Perplexity is adding a hybrid local-server system to Personal Computer, its AI agent that works across files, apps, and the web.
The system will decide which parts of a task should run locally and which should go to cloud-based AI models.
Sensitive information such as financial records, health information, and personal files could be processed locally by a smaller AI model.
More complicated tasks that require stronger AI capabilities could still be handled by larger cloud models.
Users will not need to manually decide whether to use a local model or a cloud model.

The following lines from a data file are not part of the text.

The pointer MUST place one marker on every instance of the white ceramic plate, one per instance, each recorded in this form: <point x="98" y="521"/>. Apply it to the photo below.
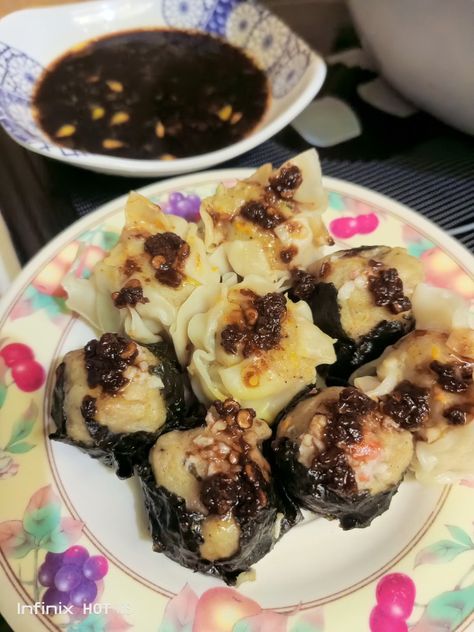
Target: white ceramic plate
<point x="294" y="71"/>
<point x="416" y="560"/>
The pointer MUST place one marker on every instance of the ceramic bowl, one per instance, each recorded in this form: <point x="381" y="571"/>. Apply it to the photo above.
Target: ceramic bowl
<point x="31" y="39"/>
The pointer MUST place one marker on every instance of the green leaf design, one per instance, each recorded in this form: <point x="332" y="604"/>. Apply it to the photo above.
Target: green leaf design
<point x="3" y="394"/>
<point x="20" y="448"/>
<point x="68" y="532"/>
<point x="92" y="623"/>
<point x="14" y="541"/>
<point x="451" y="608"/>
<point x="22" y="549"/>
<point x="440" y="552"/>
<point x="42" y="521"/>
<point x="460" y="535"/>
<point x="109" y="239"/>
<point x="22" y="427"/>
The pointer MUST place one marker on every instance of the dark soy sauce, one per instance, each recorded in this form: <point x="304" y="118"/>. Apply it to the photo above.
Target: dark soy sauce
<point x="151" y="94"/>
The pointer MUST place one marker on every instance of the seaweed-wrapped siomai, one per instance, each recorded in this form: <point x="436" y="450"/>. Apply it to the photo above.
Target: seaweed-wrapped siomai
<point x="209" y="493"/>
<point x="113" y="397"/>
<point x="425" y="383"/>
<point x="339" y="456"/>
<point x="361" y="297"/>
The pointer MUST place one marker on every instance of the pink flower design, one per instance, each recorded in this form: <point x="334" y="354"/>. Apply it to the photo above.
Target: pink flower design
<point x="346" y="227"/>
<point x="225" y="609"/>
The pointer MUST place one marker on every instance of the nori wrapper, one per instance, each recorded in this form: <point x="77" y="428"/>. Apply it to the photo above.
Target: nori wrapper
<point x="176" y="531"/>
<point x="351" y="354"/>
<point x="301" y="484"/>
<point x="124" y="450"/>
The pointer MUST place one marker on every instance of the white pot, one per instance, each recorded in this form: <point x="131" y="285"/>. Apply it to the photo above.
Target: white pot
<point x="425" y="49"/>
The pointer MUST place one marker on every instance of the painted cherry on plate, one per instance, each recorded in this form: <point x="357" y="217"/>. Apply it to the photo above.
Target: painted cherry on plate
<point x="16" y="352"/>
<point x="395" y="594"/>
<point x="27" y="373"/>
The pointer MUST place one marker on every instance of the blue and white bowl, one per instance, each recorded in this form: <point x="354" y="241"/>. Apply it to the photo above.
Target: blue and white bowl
<point x="31" y="39"/>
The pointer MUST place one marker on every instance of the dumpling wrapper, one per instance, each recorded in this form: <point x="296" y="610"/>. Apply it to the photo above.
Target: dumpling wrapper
<point x="444" y="454"/>
<point x="266" y="380"/>
<point x="144" y="322"/>
<point x="244" y="246"/>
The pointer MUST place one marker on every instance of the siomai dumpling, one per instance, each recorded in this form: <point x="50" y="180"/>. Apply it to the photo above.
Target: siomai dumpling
<point x="251" y="343"/>
<point x="270" y="222"/>
<point x="362" y="297"/>
<point x="210" y="495"/>
<point x="340" y="456"/>
<point x="113" y="397"/>
<point x="139" y="286"/>
<point x="425" y="383"/>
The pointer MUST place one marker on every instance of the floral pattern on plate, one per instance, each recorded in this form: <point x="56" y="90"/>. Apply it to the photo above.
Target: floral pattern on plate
<point x="428" y="587"/>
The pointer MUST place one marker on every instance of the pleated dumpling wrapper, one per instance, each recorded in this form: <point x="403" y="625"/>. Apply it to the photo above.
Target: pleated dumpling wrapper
<point x="157" y="263"/>
<point x="251" y="343"/>
<point x="270" y="222"/>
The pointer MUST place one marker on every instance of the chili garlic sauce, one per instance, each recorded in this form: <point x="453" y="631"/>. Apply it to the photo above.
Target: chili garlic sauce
<point x="219" y="471"/>
<point x="151" y="94"/>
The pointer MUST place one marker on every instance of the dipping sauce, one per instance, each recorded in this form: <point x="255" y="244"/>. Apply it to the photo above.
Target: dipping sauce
<point x="151" y="94"/>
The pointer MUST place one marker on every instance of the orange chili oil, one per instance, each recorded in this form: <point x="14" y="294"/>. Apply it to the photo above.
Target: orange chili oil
<point x="151" y="94"/>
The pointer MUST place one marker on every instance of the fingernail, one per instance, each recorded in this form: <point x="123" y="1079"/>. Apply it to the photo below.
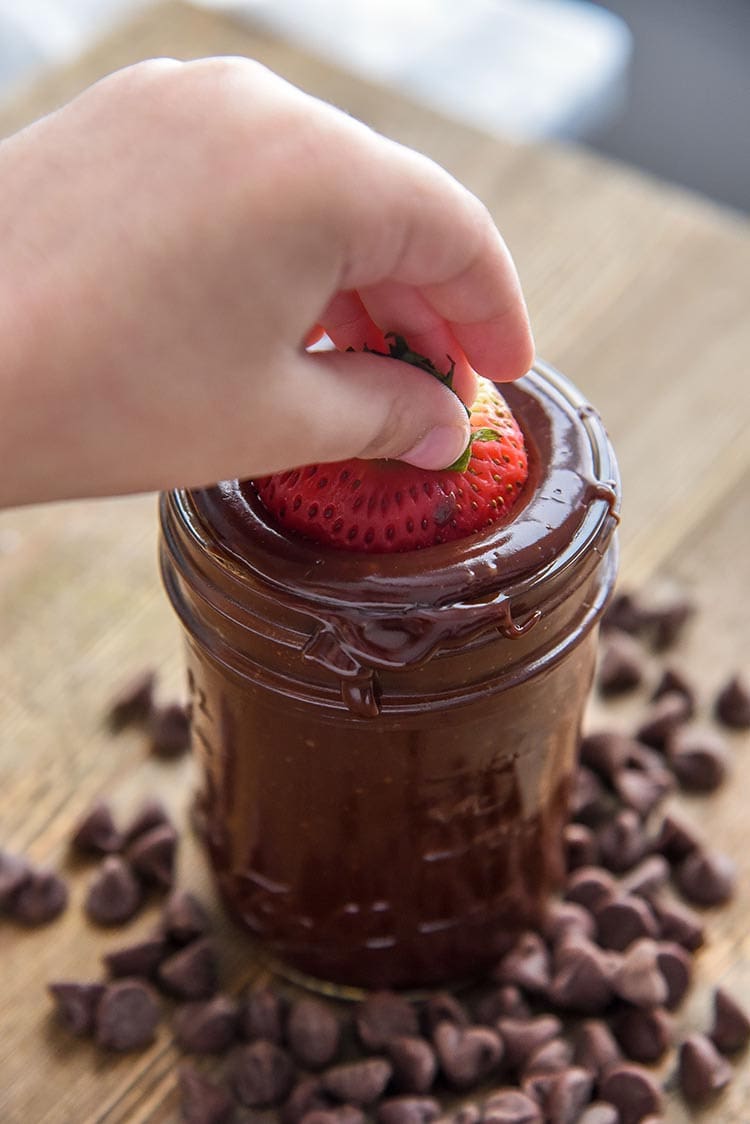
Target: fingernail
<point x="437" y="449"/>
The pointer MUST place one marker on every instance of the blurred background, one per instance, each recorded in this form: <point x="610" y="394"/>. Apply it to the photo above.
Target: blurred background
<point x="663" y="84"/>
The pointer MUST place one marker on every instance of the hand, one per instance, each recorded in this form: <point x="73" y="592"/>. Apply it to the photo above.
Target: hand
<point x="171" y="241"/>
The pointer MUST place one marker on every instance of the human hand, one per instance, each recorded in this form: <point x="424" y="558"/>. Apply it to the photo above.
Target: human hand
<point x="171" y="241"/>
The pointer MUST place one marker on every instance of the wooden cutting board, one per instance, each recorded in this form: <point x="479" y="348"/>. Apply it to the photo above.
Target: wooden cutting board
<point x="636" y="290"/>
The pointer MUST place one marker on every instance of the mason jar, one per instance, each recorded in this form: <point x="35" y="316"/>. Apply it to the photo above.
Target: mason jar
<point x="387" y="741"/>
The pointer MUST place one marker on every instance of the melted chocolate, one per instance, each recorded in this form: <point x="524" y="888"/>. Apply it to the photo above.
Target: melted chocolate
<point x="387" y="741"/>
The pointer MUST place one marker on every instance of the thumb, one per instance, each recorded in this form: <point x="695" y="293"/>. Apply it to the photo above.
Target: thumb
<point x="339" y="405"/>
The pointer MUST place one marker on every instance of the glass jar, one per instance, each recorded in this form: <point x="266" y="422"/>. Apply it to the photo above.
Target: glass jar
<point x="387" y="741"/>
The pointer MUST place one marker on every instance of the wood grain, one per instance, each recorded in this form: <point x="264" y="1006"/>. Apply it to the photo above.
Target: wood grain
<point x="636" y="290"/>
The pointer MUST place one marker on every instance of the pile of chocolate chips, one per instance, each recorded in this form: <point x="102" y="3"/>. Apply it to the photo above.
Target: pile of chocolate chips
<point x="567" y="1022"/>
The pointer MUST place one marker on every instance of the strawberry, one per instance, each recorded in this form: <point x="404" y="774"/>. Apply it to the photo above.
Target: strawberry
<point x="388" y="506"/>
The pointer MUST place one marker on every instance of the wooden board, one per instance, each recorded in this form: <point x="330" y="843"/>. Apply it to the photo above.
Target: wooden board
<point x="636" y="290"/>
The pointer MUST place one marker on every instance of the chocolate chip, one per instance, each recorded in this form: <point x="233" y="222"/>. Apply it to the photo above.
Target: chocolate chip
<point x="599" y="1113"/>
<point x="208" y="1026"/>
<point x="39" y="899"/>
<point x="581" y="846"/>
<point x="522" y="1036"/>
<point x="75" y="1005"/>
<point x="621" y="842"/>
<point x="666" y="619"/>
<point x="731" y="1030"/>
<point x="706" y="878"/>
<point x="550" y="1058"/>
<point x="150" y="814"/>
<point x="511" y="1106"/>
<point x="313" y="1033"/>
<point x="192" y="972"/>
<point x="307" y="1096"/>
<point x="96" y="832"/>
<point x="126" y="1016"/>
<point x="526" y="964"/>
<point x="623" y="921"/>
<point x="639" y="979"/>
<point x="632" y="1090"/>
<point x="506" y="1002"/>
<point x="153" y="853"/>
<point x="583" y="977"/>
<point x="621" y="663"/>
<point x="676" y="839"/>
<point x="115" y="894"/>
<point x="644" y="1034"/>
<point x="562" y="917"/>
<point x="261" y="1015"/>
<point x="675" y="681"/>
<point x="183" y="917"/>
<point x="698" y="758"/>
<point x="567" y="1095"/>
<point x="359" y="1082"/>
<point x="590" y="887"/>
<point x="15" y="872"/>
<point x="443" y="1007"/>
<point x="201" y="1102"/>
<point x="680" y="924"/>
<point x="467" y="1054"/>
<point x="382" y="1016"/>
<point x="595" y="1048"/>
<point x="169" y="731"/>
<point x="408" y="1111"/>
<point x="133" y="703"/>
<point x="139" y="959"/>
<point x="647" y="878"/>
<point x="414" y="1063"/>
<point x="588" y="799"/>
<point x="732" y="706"/>
<point x="641" y="789"/>
<point x="663" y="718"/>
<point x="337" y="1114"/>
<point x="261" y="1073"/>
<point x="676" y="966"/>
<point x="701" y="1069"/>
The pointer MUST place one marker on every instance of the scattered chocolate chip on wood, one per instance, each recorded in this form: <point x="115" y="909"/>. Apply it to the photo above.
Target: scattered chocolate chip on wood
<point x="633" y="1090"/>
<point x="201" y="1100"/>
<point x="382" y="1016"/>
<point x="127" y="1016"/>
<point x="115" y="895"/>
<point x="262" y="1015"/>
<point x="358" y="1082"/>
<point x="313" y="1033"/>
<point x="133" y="703"/>
<point x="511" y="1106"/>
<point x="169" y="731"/>
<point x="408" y="1111"/>
<point x="153" y="855"/>
<point x="706" y="878"/>
<point x="732" y="705"/>
<point x="261" y="1073"/>
<point x="206" y="1026"/>
<point x="75" y="1005"/>
<point x="183" y="917"/>
<point x="39" y="899"/>
<point x="414" y="1063"/>
<point x="96" y="832"/>
<point x="141" y="959"/>
<point x="731" y="1027"/>
<point x="192" y="972"/>
<point x="702" y="1069"/>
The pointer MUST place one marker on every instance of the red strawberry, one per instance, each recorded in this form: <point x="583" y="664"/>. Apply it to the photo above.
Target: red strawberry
<point x="388" y="506"/>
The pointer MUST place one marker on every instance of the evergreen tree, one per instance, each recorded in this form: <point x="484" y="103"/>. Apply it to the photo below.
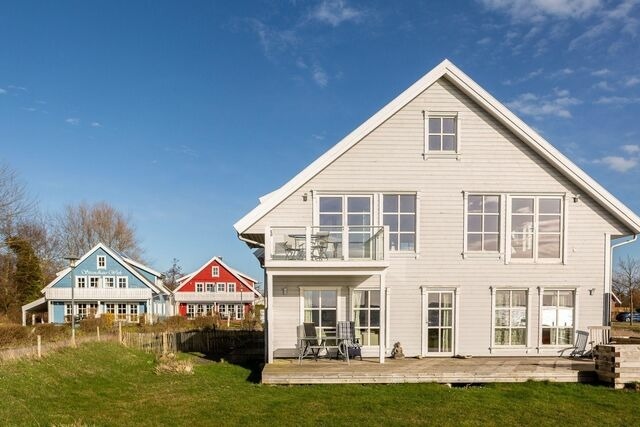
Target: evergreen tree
<point x="28" y="277"/>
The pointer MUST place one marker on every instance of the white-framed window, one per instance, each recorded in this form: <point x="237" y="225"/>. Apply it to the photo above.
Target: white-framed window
<point x="191" y="310"/>
<point x="81" y="282"/>
<point x="510" y="325"/>
<point x="94" y="281"/>
<point x="101" y="262"/>
<point x="133" y="312"/>
<point x="536" y="228"/>
<point x="399" y="213"/>
<point x="557" y="317"/>
<point x="121" y="314"/>
<point x="123" y="282"/>
<point x="366" y="316"/>
<point x="441" y="131"/>
<point x="482" y="223"/>
<point x="319" y="306"/>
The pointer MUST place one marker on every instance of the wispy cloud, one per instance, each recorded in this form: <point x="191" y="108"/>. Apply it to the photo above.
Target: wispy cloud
<point x="335" y="12"/>
<point x="632" y="81"/>
<point x="617" y="100"/>
<point x="631" y="148"/>
<point x="320" y="76"/>
<point x="556" y="105"/>
<point x="618" y="163"/>
<point x="538" y="10"/>
<point x="527" y="77"/>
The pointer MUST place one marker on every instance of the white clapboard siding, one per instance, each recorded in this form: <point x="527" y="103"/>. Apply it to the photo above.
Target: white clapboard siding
<point x="491" y="160"/>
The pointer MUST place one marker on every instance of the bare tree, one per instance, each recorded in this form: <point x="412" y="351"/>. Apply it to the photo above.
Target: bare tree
<point x="80" y="227"/>
<point x="626" y="279"/>
<point x="14" y="201"/>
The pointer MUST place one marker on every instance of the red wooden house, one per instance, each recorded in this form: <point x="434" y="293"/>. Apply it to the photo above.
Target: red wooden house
<point x="215" y="287"/>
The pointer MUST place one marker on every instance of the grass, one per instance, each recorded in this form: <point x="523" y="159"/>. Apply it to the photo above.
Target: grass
<point x="105" y="384"/>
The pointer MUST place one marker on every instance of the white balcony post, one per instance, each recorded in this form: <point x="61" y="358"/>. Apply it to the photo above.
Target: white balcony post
<point x="345" y="243"/>
<point x="307" y="243"/>
<point x="267" y="243"/>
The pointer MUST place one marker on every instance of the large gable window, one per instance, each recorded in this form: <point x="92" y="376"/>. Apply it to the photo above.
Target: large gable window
<point x="442" y="133"/>
<point x="536" y="228"/>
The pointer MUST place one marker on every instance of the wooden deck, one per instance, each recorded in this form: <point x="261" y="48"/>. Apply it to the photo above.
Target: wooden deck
<point x="435" y="370"/>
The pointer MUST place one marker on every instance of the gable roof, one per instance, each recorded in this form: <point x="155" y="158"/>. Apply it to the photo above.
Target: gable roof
<point x="496" y="109"/>
<point x="115" y="255"/>
<point x="243" y="278"/>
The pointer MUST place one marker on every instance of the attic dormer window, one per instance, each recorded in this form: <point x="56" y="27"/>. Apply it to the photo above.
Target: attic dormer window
<point x="441" y="134"/>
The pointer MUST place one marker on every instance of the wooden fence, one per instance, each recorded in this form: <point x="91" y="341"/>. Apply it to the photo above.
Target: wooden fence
<point x="217" y="343"/>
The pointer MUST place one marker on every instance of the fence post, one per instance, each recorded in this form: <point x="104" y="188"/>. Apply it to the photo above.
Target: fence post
<point x="164" y="343"/>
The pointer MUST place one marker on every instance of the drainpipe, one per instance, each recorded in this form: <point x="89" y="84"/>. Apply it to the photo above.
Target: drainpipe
<point x="617" y="245"/>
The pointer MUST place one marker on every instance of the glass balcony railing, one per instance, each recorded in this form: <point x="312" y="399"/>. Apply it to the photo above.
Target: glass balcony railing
<point x="326" y="243"/>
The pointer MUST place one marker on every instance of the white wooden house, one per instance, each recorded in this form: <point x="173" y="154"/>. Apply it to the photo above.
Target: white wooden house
<point x="443" y="222"/>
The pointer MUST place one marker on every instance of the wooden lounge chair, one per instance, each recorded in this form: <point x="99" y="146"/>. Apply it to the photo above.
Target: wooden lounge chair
<point x="348" y="345"/>
<point x="308" y="342"/>
<point x="579" y="349"/>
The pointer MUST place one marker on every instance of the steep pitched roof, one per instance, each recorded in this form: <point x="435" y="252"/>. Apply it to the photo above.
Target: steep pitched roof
<point x="115" y="255"/>
<point x="463" y="82"/>
<point x="243" y="278"/>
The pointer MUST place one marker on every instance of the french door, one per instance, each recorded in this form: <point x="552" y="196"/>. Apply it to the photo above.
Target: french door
<point x="440" y="323"/>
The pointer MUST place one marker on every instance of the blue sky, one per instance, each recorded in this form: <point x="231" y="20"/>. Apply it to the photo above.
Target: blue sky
<point x="183" y="113"/>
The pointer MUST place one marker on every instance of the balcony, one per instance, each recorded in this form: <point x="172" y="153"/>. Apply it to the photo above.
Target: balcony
<point x="204" y="297"/>
<point x="326" y="246"/>
<point x="99" y="294"/>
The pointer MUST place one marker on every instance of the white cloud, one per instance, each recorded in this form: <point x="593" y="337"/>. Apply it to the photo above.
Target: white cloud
<point x="538" y="10"/>
<point x="556" y="105"/>
<point x="617" y="100"/>
<point x="319" y="76"/>
<point x="335" y="12"/>
<point x="632" y="81"/>
<point x="631" y="148"/>
<point x="618" y="163"/>
<point x="603" y="85"/>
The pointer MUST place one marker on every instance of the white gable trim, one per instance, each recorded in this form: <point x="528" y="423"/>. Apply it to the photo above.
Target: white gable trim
<point x="115" y="256"/>
<point x="483" y="98"/>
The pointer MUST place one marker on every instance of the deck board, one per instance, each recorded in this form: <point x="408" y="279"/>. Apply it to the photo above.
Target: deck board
<point x="436" y="370"/>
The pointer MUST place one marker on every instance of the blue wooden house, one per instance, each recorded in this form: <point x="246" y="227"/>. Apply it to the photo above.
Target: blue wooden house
<point x="103" y="281"/>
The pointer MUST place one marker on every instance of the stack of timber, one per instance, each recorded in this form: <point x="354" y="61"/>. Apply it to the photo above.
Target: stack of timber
<point x="618" y="364"/>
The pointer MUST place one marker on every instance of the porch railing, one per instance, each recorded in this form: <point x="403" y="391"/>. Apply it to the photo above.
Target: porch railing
<point x="326" y="243"/>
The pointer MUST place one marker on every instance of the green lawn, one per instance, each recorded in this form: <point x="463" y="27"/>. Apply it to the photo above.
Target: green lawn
<point x="105" y="384"/>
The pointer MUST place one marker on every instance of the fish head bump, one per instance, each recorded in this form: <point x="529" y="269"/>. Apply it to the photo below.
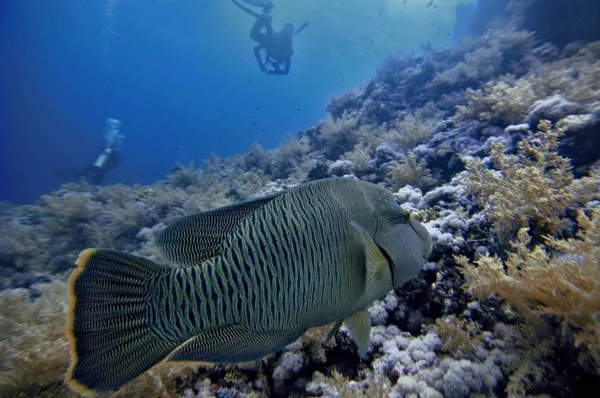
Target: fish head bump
<point x="400" y="236"/>
<point x="406" y="243"/>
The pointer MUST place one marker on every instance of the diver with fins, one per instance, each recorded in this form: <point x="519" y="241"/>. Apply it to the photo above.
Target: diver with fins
<point x="274" y="49"/>
<point x="108" y="158"/>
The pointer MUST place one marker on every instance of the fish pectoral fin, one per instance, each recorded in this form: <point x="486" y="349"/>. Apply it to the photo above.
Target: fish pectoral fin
<point x="233" y="343"/>
<point x="376" y="261"/>
<point x="359" y="326"/>
<point x="332" y="332"/>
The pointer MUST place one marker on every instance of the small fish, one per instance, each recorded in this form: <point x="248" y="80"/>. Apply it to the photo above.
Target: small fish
<point x="256" y="275"/>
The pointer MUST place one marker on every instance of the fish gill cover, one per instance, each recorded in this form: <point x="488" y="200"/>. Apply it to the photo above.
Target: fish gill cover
<point x="492" y="141"/>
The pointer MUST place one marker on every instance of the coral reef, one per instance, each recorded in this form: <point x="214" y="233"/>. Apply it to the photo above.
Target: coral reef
<point x="493" y="143"/>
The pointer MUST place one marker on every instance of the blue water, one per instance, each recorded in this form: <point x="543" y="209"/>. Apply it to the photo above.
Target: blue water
<point x="181" y="76"/>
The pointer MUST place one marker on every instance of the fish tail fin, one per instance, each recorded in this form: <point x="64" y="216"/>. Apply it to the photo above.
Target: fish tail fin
<point x="108" y="320"/>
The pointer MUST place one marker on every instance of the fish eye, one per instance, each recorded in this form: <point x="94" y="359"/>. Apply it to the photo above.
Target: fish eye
<point x="401" y="218"/>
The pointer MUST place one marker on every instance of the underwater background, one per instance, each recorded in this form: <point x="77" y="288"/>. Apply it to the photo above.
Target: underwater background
<point x="181" y="76"/>
<point x="482" y="118"/>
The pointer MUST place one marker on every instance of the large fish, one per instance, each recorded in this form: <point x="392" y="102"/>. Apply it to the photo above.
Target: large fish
<point x="257" y="275"/>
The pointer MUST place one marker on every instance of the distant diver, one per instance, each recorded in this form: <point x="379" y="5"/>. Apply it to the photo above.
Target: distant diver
<point x="276" y="46"/>
<point x="108" y="159"/>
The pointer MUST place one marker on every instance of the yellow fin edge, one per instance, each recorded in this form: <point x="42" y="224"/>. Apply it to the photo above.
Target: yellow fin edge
<point x="81" y="263"/>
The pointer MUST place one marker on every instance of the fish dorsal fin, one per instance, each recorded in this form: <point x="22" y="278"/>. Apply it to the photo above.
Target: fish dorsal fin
<point x="376" y="262"/>
<point x="359" y="326"/>
<point x="198" y="237"/>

Personal Computer is currently available through Perplexity’s Mac app.
The company says Personal Computer is also coming to Windows.
Perplexity presented the system with Intel, and says the framework also runs on other local silicon, including Nvidia’s RTX Spark platform.
The shift could reduce the amount of expensive cloud computing needed for routine AI work.
“People would rather own a data center in their laptop than build on one they don’t control,” Perplexity says.
Perplexity argues that routine work should not use the same data center resources as a task that truly needs one of the most capable AI models.
Perplexity is positioning personal devices as a more active part of the AI infrastructure, not just endpoints that send requests to the cloud.
The move suggests a future where AI agents handle sensitive personal data more locally, while still relying on cloud models when tasks become too complex.
For users, the main promise is convenience: the system automatically chooses where each part of the work should happen.
For AI companies, the bigger implication is cost and efficiency. If routine work can be done on local hardware, companies may be able to reduce reliance on expensive cloud data centers.